Catalonia Independence sentiment analysis

The project consists of Performing sentiment analysis in Catalonia news content from diverse sites. The sources correspond to articles from december, november and october. Where an independence referendum and other remarkable events have taken place.

Catalonia Independence sentiment analysis (2)

Since 2010 where some regional autonomy laws were stripped from Spain constitution, there has been a power struggle between catalonia and spain (the central government).

Catalonia Independence sentiment analysis (3)

2016 and 2017 Have been very intense.

  • multiple cancelations to independence ballots.
  • Funding scandal for a president (Artur Mas)
  • Ousted another president after Independence vote (Carles Puidgemont).

Catalonia Independence sentiment analysis (4)

Catalonia wants to be independent even before spain.

Home to ancient community with traditions and language still thriving.

Media

Catalan News, BBC, The Guardian, The independent, AbcNews, NPR, La Vanguardia, El periodico, RTE.ie, Al Jazeera and Bloomberg

Project Drawbacks

  • Restricted access to Spanish Corpus, no Catalan Corpus
  • Very difficult reformatting of dates after site mining.
  • Twitter restricts access to last 7 days, so it didn't become useful for the time needed for this project.

Data, Sources

  • Saving the data frame filtered by language and news company
  • using the content variable as the source of the sentiment analysis
  • the package methods will take care of whitespace, punctuation, and general clean-up of the data.

Assumptions, Methodology

The data was gathered in Descending order.

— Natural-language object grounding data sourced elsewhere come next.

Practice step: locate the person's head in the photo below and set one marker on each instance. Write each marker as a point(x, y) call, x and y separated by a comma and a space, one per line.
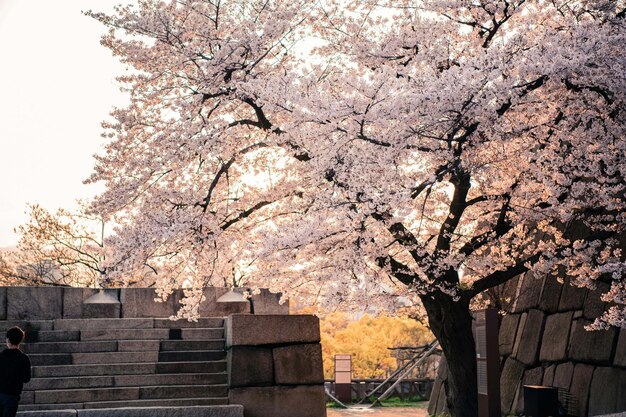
point(15, 335)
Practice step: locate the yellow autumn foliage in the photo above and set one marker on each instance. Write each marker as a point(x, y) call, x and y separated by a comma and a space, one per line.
point(368, 340)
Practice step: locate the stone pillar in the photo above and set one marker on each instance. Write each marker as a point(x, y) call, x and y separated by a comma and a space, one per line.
point(275, 365)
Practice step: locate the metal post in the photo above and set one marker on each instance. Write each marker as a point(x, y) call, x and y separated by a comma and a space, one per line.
point(487, 362)
point(343, 378)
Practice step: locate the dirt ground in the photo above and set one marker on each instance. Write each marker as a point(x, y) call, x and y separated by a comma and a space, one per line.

  • Most recent news first (ousted catalan government top posts are starting to get out of prison on bail)
  • The ones from october are in the right side of the plot. (Vote started for independence referendum)
  • did not perform positivity/negativity analysis on the articles because of the source (news).

Assumptions, Methodology (2)

using the analyzeSentiment library we proceed to plot the variability in sentiment across the mined documentts.

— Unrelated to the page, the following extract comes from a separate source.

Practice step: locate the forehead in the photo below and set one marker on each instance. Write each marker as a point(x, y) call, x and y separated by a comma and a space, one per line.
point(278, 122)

sent_english <- analyzeSentiment(as.character(df[df$lang=='EN',]$content))
sent_spanish <- analyzeSentiment(as.character(df[df$lang=='ES',]$content), language='spanish')

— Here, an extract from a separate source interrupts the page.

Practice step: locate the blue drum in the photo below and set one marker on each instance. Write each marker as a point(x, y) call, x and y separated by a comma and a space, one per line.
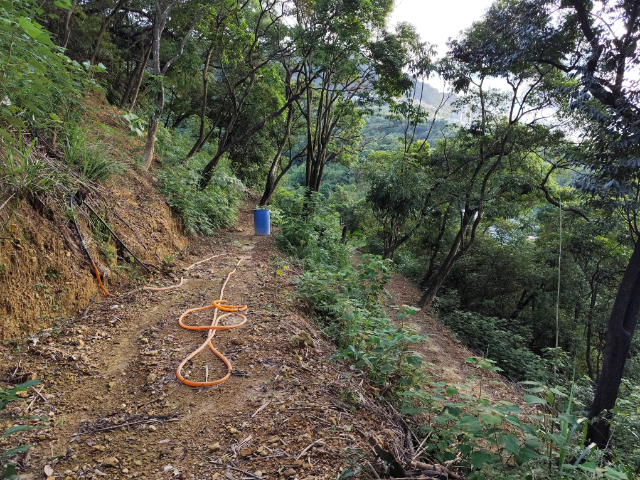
point(262, 221)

sent_abc <- analyzeSentiment(as.character(df[df$newscompany=='abcnews',]$content))
sent_periodico <- analyzeSentiment(as.character(df[df$newscompany=='periodico',]$content), language='spanish')
sent_ctn <- analyzeSentiment(as.character(df[df$newscompany=='CTN',]$content))
sent_jaz <- analyzeSentiment(as.character(df[df$newscompany=='aljazeera',]$content))
sent_bbc <- analyzeSentiment(as.character(df[df$newscompany=='bbc',]$content))
sent_gua <- analyzeSentiment(as.character(df[df$newscompany=='guardian',]$content))
sent_bbg <- analyzeSentiment(as.character(df[df$newscompany=='bberg',]$content))
sent_ind <- analyzeSentiment(as.character(df[df$newscompany=='indep',]$content))
sent_npr <- analyzeSentiment(as.character(df[df$newscompany=='npr',]$content))
sent_rte <- analyzeSentiment(as.character(df[df$newscompany=='rte.ie',]$content))

Other Plots

plotSentiment(sent_english) 

plot of chunk unnamed-chunk-2

Other Plots

plotSentiment(sent_spanish)

plot of chunk unnamed-chunk-3

Other Plots

plotSentiment(sent_ctn) 

plot of chunk unnamed-chunk-4

Other Plots

plotSentiment(sent_jaz) 

plot of chunk unnamed-chunk-5

Other Plots

plotSentiment(sent_gua) 

plot of chunk unnamed-chunk-6

Other Plots

plotSentiment(sent_npr) 

plot of chunk unnamed-chunk-7

Conclusions

The graph corresponding to Catalan News (third graphic, the most mined news source) is peaking at the end, the dates corresponding at october when the polls just started to be declared illegal by the central government in spain and the vote continued as promised.

These days were particularly evenful in the press because of the violence applied by police to voters.

Conclusions (2)

The low numbers in the left part of the English graph (First graphic) shows that the press keeps an easy or moderate tone to inform uneventfully as the days go by, Specially when the turnout of events it's not positive for Spain.

We can expect a similar increase of internet reactions in the days close to the new vote of december 21 if the events turn violent like the ones that happened in october.